Peltier cooling in Corbino-geometry quantum Hall systems

TL;DR

This paper derives an analytic formula for the Peltier coefficient in Corbino-geometry quantum Hall systems, predicts its behavior near Landau levels, and experimentally observes related temperature changes due to the Peltier effect.

Contribution

It provides the first analytic expression for the Peltier coefficient in quantum Hall systems and demonstrates experimental temperature modulation consistent with theoretical predictions.

Findings

The Peltier coefficient $\Pi_{rr}$ exhibits large positive or negative values near Landau levels.

Experimental measurements show temperature changes consistent with the sign of $\Pi_{rr}$ and the Peltier effect.

$\\Pi_{rr}$ approaches a saw-tooth shape as disorder decreases, matching theoretical expectations.

Abstract

Quantum Hall systems having Corbino geometry are expected to have a large Peltier coefficient $\Pi_{rr}$ in the quantum Hall plateau region. We present an analytic formula for $\Pi_{rr}$ calculated employing the spectral conductivity obtained based on the self-consistent Born approximation. The coefficient $\Pi_{rr}$ is shown to have a large negative (positive) value just above (below) an integer Landau-level filling, with the absolute value $|\Pi_{rr}|$ increasing with decreasing temperature or decreasing disorder, and approaching the saw-tooth shape $- (E_{N_\mathrm{F} \sigma_\mathrm{F}}-\zeta)/e$ in the limit of vanishing disorder, where $E_{N_\mathrm{F} \sigma_\mathrm{F}}$ is the highest occupied Landau level and $\zeta$ is the chemical potential.
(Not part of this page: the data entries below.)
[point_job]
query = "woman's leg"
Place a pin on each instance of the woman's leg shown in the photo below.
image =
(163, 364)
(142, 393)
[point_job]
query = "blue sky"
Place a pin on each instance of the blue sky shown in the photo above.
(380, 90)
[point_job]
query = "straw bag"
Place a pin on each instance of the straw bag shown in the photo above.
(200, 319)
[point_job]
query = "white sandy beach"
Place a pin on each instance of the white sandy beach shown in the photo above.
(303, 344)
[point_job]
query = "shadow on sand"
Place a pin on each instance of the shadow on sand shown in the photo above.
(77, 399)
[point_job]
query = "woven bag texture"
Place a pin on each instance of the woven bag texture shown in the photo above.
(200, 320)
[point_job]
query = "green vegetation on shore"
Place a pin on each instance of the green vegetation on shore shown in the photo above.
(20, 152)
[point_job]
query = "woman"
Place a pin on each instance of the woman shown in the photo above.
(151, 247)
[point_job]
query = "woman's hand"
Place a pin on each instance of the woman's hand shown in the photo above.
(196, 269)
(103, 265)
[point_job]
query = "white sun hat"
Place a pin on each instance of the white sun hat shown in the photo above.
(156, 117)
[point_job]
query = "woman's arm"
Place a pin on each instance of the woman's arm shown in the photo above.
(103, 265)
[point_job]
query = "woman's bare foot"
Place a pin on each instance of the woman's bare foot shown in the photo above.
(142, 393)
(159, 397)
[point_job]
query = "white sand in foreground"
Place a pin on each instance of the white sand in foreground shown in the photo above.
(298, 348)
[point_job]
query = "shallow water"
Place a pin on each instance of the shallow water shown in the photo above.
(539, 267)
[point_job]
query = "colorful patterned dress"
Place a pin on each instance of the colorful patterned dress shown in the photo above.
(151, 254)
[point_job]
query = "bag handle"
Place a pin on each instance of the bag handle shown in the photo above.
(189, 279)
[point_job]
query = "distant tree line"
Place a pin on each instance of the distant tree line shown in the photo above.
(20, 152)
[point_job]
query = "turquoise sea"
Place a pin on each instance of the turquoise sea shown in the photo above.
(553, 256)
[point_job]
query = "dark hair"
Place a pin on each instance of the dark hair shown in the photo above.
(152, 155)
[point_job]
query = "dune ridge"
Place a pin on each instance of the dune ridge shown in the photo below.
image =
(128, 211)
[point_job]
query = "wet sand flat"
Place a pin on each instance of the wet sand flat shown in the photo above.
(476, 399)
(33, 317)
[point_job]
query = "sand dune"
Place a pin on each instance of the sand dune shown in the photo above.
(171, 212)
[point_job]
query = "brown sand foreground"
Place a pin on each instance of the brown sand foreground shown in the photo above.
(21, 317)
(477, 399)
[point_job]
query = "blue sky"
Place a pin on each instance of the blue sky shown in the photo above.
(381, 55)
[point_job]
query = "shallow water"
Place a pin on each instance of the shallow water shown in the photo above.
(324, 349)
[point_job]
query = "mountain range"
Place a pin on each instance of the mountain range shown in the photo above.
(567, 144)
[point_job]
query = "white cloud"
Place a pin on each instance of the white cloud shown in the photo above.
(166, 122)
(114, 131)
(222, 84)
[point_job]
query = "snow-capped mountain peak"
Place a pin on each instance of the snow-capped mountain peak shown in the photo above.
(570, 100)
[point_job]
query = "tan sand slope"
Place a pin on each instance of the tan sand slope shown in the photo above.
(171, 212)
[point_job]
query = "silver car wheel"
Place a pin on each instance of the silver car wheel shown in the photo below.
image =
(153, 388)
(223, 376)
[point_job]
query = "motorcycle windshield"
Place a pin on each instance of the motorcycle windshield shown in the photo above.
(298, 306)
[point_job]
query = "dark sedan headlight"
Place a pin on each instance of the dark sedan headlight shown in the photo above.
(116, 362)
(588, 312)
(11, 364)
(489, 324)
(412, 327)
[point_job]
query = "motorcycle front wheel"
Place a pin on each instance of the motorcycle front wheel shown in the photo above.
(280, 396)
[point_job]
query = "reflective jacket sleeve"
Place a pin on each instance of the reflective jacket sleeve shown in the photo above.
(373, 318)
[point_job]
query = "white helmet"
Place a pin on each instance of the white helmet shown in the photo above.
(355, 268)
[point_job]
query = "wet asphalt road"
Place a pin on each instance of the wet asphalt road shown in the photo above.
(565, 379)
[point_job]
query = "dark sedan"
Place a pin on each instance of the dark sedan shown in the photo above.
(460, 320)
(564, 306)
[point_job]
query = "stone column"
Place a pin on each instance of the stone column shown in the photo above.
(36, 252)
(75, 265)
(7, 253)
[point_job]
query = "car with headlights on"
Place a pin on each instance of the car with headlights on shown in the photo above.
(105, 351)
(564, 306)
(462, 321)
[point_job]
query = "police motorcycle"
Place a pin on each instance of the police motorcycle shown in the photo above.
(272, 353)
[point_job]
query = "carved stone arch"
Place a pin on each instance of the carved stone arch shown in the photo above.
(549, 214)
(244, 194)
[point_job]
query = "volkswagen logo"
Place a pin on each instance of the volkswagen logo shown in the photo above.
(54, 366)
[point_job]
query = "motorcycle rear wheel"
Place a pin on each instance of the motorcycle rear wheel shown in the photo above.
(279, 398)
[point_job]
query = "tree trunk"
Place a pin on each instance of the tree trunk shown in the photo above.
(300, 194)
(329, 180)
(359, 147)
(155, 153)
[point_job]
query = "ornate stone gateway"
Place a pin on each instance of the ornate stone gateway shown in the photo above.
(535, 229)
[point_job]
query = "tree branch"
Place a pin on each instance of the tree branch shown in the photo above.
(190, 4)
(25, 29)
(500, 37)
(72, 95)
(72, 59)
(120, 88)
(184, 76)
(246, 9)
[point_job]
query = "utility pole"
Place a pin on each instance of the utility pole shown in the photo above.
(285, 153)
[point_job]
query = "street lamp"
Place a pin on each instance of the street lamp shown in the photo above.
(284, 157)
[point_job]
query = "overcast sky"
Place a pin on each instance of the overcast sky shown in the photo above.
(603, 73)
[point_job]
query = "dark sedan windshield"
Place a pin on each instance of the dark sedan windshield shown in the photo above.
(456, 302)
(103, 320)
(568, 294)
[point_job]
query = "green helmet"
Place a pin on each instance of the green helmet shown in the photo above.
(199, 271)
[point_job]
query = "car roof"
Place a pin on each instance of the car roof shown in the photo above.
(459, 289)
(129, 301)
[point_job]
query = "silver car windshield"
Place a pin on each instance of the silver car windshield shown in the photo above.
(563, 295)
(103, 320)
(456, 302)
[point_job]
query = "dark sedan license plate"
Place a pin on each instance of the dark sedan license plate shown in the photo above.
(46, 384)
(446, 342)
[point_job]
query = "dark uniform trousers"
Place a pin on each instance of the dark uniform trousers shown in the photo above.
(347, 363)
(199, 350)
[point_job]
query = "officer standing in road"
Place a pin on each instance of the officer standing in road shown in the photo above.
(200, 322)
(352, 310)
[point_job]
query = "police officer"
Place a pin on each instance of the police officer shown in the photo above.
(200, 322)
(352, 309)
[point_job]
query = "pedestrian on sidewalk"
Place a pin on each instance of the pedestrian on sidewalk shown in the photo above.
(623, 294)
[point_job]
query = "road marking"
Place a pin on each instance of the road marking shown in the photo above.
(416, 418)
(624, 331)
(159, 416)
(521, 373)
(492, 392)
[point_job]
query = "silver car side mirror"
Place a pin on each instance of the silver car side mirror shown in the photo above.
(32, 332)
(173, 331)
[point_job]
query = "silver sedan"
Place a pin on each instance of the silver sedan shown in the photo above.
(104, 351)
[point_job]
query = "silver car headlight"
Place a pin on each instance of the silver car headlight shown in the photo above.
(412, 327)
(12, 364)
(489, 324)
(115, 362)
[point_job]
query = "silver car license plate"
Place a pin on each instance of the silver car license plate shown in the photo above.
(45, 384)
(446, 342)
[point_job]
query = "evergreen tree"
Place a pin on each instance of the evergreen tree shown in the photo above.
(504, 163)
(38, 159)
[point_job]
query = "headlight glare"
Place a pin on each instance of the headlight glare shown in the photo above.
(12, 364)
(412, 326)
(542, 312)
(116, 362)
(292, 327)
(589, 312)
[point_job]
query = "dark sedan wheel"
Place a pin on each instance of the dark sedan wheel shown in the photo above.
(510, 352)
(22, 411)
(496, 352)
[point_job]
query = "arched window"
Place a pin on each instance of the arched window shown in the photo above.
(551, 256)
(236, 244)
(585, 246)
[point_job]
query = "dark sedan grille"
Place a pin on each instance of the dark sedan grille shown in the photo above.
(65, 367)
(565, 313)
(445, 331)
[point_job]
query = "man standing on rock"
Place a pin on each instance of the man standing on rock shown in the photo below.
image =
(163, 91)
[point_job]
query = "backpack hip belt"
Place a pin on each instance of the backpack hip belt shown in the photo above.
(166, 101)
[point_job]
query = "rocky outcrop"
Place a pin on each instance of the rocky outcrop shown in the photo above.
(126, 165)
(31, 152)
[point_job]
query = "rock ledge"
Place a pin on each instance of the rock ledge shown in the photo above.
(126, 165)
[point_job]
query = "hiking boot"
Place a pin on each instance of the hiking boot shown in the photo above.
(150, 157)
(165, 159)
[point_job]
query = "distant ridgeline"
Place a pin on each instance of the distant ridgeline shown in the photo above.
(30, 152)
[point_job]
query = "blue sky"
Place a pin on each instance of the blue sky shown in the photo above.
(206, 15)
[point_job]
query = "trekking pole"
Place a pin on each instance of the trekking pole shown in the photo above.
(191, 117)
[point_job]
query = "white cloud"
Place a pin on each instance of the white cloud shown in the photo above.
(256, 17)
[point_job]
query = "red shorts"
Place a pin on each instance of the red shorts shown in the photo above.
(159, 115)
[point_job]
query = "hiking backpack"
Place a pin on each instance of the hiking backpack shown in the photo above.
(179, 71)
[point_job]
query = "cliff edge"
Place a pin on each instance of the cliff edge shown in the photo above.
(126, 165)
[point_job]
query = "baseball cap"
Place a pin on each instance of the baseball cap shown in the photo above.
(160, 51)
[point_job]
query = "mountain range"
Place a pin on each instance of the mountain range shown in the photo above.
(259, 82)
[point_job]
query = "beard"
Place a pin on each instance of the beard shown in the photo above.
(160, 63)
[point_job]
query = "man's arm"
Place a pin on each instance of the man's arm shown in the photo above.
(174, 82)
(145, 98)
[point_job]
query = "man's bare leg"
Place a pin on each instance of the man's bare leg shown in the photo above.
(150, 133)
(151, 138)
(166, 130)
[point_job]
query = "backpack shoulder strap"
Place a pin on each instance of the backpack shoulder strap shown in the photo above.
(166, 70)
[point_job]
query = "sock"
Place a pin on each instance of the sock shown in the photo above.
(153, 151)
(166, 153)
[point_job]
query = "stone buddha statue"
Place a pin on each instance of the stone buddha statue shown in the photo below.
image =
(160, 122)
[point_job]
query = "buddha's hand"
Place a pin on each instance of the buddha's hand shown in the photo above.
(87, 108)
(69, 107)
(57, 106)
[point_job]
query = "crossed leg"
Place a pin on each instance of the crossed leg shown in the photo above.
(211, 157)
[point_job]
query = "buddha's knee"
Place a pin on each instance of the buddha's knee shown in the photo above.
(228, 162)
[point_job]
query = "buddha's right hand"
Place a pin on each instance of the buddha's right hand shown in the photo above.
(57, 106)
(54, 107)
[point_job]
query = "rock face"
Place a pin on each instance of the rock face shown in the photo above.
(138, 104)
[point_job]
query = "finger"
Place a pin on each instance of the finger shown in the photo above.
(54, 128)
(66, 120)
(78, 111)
As an initial attempt to experimentally observe the effect of the large $|\Pi_{rr}|$, we measure the electron temperature $T_\mathrm{out}$ near the outer perimeter of a Corbino disk, applying a radial dc current $I_\mathrm{dc}$. The temperature $T_\mathrm{out}$ is observed to increase or decrease depending on the direction of $I_\mathrm{dc}$ and the sign of $\Pi_{rr}$ as expected from the Peltier effect. Notably, $T_\mathrm{out}$ becomes lower than the bath temperature for outward (inward) $I_\mathrm{dc}$ in the region where $\Pi_{rr} < 0$ ($\Pi_{rr} > 0$).